But today as I wait for my team to do a final deploy fixing a bug with too-long URL names for Flash Media Encoder, I have some spare time to mention what's going on and make some people an offer they cannot refuse.
So, for the past half year of so we've been hacking away at a new service to solve a very specific problem in streaming. From 2005-2010 the streaming world mostly settled on Flash as a common platform, which was an unstable equilibrium for everyone involved, but it seemed to work. However, with the amount of codecs, devices and platforms there are today, this equilibrium has been falling. The introduction of iPhone, Microsoft's heavy pushing of Silverlight (paying companies to stream in it - and funnily enough those companies usually stop using Silverlight when the money faucet closes), GoogleTV, the introduction of WebM, the arrival of HTML5 (ironically pushed by Apple - yay - even though their HTML5 sites usually only work in Safari - boo)... all these movements served to upset the status quo once again.
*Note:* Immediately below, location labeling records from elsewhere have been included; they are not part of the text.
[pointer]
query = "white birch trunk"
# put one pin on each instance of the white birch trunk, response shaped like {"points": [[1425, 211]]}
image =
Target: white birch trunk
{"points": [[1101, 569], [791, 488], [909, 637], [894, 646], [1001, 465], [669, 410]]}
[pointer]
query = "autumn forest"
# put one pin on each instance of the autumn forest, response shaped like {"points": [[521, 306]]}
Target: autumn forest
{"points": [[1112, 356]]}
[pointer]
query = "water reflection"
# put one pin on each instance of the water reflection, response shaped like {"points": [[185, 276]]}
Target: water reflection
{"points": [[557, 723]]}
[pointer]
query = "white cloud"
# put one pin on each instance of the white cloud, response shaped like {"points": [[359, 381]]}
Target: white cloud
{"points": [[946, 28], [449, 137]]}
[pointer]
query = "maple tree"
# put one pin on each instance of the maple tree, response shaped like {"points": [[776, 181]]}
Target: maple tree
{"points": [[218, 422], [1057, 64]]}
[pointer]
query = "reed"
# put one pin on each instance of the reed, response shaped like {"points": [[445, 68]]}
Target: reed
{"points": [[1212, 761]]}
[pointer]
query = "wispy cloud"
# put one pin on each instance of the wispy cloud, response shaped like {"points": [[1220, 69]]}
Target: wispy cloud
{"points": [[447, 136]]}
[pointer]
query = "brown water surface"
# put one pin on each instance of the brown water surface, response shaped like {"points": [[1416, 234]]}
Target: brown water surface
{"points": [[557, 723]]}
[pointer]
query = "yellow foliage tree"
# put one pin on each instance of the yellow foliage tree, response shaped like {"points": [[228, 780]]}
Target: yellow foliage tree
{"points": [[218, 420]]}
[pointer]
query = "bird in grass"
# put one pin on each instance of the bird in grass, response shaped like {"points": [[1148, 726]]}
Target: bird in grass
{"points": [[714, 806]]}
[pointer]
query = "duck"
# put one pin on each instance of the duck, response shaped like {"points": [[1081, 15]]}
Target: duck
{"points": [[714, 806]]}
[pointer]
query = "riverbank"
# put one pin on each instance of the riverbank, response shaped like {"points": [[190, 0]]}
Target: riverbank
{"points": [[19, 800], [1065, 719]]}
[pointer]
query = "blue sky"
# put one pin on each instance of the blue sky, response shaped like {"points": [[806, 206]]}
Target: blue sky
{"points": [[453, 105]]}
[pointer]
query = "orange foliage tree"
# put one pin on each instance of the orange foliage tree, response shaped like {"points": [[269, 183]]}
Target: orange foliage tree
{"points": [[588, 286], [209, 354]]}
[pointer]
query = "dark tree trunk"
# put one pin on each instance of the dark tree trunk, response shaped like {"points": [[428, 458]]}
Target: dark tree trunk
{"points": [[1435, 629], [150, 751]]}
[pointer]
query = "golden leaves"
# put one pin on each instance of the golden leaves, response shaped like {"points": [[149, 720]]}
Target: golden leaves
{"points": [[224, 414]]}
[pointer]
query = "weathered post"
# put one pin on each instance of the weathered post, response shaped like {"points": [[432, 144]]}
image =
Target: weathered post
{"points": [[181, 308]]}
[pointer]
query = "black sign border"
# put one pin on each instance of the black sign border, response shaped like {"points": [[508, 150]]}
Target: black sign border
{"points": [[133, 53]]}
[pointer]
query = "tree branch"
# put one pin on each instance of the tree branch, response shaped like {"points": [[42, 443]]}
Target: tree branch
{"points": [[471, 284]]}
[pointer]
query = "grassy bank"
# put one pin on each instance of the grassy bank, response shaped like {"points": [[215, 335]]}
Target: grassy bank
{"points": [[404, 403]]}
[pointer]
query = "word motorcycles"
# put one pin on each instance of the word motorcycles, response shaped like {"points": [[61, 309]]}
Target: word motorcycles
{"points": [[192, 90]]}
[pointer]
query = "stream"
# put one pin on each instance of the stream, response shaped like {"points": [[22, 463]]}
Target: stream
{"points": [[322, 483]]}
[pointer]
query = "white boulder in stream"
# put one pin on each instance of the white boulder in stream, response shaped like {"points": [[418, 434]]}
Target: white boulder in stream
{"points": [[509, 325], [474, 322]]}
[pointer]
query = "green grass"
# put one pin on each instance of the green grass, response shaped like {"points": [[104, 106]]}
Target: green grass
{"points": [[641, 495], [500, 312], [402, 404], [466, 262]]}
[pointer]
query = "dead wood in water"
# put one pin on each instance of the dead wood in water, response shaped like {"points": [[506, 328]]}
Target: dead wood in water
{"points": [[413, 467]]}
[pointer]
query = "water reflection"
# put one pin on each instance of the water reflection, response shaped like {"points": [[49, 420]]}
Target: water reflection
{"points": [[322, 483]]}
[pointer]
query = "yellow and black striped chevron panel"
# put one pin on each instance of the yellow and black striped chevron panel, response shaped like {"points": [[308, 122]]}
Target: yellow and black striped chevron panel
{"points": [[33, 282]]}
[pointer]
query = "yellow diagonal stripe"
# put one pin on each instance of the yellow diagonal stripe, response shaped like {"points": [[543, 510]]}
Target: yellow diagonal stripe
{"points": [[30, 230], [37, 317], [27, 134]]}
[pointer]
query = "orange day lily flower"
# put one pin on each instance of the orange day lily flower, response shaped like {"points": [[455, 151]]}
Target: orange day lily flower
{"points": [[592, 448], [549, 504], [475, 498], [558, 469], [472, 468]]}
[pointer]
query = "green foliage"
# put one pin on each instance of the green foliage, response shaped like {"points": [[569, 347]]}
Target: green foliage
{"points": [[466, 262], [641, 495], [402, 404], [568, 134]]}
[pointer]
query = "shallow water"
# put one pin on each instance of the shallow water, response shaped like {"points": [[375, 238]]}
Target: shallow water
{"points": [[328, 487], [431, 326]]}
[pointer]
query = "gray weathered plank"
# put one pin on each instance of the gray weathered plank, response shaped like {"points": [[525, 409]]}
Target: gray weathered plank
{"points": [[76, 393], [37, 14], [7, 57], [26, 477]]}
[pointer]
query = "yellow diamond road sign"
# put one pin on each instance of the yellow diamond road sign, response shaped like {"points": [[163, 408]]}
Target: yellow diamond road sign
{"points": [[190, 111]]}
To the eye of the casual observer, it would seem that all streaming has standardized on H264, and so transmuxing technologies are popping up - taking the same video encoding and just remux it for different technologies. However, in practice, H264 is a collection of many techniques and profiles, different levels of complexity, and not all devices support the same profiles and techniques. If you want to stream to all H264 devices with just one encoding, you'll have to settle for the least common denominator in terms of quality, and you'll have to pick a resolution that works subpar for all of them.
Now, content producers hate this sort of situation. They just want to get the signal out there, because that's what matters. The codec and the streaming is just the technological means to get it across the internet. And now the market is asking them to put a bunch of machines in their facilities, learn a lot of technologies they'd rather not worry about, consume heaps of bandwidth to send each version online, and then have to do it all over again each time something changes out there - a new codec, a new device, a new favorite resolution, ...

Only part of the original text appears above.